Sad day at Stanley Royd guys  The Chapel has been gutted by fire, and police have made arrests over arson.

Story here............. http://www.wakefieldexpress.co.uk/n...ttack-at-stanley-royd-church-update-1-4658805​


----------



## tumbles (Jun 22, 2012)

It's been neglected for so many years and suffered from another arson attack several years ago. I went last summer and it was still easy to access - lots of neds and homeless tended to hang around in the park surrounding it and a few lived inside from time to time. In 2008 I remember going down through the crypt and someone was living in it.

While it was a trashed pigeon infested shit hole inside the real tragedy was the stained glass window at the west end was beautiful and very unique. It should have ended up in the Stephen Beaumont museum next door. 

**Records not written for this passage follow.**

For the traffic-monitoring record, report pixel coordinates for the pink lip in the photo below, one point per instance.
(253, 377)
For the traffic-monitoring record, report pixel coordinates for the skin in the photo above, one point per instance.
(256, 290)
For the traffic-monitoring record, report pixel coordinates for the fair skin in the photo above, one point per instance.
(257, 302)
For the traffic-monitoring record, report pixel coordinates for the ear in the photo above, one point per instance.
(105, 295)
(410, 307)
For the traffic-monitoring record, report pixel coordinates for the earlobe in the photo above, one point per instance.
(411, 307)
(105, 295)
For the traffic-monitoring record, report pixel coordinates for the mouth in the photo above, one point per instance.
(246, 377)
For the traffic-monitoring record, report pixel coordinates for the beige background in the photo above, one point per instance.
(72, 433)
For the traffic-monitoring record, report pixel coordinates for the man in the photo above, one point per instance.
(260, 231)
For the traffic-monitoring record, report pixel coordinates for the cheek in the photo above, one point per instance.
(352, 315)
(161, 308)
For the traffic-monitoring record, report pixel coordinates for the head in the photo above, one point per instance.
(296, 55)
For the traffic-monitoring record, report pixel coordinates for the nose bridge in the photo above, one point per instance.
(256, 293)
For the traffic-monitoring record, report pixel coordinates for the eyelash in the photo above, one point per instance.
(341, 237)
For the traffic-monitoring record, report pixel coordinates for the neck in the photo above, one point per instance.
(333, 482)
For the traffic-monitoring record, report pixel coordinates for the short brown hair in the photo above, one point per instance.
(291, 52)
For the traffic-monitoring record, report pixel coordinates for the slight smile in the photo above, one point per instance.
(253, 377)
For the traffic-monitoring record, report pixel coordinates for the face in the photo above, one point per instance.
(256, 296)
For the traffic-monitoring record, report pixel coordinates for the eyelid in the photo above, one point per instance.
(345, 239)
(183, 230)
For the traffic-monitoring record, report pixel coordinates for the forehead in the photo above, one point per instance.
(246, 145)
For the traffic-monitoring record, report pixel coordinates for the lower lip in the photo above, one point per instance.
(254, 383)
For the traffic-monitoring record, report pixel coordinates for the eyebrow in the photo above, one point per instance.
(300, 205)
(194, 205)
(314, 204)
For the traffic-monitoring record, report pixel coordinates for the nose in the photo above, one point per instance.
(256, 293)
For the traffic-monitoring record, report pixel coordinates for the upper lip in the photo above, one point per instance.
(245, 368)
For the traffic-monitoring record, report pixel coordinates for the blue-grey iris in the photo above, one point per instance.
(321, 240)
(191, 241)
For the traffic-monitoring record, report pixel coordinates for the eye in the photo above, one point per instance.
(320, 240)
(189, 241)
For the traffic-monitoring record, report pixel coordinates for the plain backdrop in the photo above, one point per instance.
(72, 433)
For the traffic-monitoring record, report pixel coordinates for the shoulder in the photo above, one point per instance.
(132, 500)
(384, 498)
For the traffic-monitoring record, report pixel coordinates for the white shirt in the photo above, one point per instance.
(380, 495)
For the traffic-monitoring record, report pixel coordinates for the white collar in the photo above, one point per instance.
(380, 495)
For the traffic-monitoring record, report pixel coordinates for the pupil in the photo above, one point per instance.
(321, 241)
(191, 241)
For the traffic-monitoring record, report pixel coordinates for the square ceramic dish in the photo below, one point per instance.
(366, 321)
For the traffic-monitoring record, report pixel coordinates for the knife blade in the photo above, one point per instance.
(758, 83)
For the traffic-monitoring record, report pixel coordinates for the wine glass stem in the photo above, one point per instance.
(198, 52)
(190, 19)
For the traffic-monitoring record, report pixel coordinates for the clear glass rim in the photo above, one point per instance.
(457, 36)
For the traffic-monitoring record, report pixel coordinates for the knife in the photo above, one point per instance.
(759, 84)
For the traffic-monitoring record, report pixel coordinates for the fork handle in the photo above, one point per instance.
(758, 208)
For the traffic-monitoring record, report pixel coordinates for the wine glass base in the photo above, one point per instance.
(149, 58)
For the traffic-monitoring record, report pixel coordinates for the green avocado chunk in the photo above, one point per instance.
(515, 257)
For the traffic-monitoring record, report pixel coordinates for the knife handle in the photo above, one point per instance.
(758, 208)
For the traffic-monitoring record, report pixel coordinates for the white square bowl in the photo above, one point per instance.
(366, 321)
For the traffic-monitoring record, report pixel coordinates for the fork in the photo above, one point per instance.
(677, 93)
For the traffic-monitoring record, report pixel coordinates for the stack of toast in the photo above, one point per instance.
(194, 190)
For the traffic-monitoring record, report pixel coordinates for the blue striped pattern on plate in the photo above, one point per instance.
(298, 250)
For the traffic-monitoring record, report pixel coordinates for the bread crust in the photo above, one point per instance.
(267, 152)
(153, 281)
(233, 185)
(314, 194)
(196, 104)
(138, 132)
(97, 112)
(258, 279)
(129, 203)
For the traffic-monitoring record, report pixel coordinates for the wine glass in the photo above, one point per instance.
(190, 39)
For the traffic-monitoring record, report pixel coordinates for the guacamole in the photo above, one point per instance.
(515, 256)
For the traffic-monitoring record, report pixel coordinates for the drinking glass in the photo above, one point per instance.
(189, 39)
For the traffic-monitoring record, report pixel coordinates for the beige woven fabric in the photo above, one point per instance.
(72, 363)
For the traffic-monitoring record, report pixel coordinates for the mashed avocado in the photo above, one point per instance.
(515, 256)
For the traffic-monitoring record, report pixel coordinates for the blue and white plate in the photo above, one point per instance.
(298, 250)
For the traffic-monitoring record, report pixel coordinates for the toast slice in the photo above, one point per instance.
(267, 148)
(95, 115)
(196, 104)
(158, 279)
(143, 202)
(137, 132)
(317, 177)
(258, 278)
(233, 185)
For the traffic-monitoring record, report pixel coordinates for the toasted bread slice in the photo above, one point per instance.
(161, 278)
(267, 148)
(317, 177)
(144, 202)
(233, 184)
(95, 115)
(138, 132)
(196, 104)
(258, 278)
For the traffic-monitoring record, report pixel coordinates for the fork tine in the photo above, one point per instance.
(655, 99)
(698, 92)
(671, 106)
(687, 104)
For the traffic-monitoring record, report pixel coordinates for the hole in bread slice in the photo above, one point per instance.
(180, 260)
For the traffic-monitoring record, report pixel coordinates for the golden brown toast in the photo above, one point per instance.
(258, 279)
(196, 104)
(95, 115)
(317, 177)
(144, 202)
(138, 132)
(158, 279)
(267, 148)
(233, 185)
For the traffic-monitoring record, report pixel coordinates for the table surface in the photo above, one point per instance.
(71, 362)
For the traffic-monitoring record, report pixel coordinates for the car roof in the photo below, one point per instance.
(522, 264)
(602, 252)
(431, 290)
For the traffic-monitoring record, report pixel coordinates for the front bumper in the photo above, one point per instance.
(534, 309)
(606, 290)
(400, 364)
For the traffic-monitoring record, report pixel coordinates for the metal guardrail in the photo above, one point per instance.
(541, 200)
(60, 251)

It's almost certain they are a melted/smashed mess in a pile of rubble now


----------



## silverstealth (Jun 23, 2012)

All that remains of this once much loved asylum sanctuary.


----------



## silverstealth (Jun 23, 2012)

Anyone visiting beware of the lethal floors. There is in part 8 foot drops.


----------



## silverstealth (Jun 23, 2012)




----------



## Wakey Lad (Jun 23, 2012)

Nice photos, ive been up a few times as its only down the road, very sad end to a grand building!


----------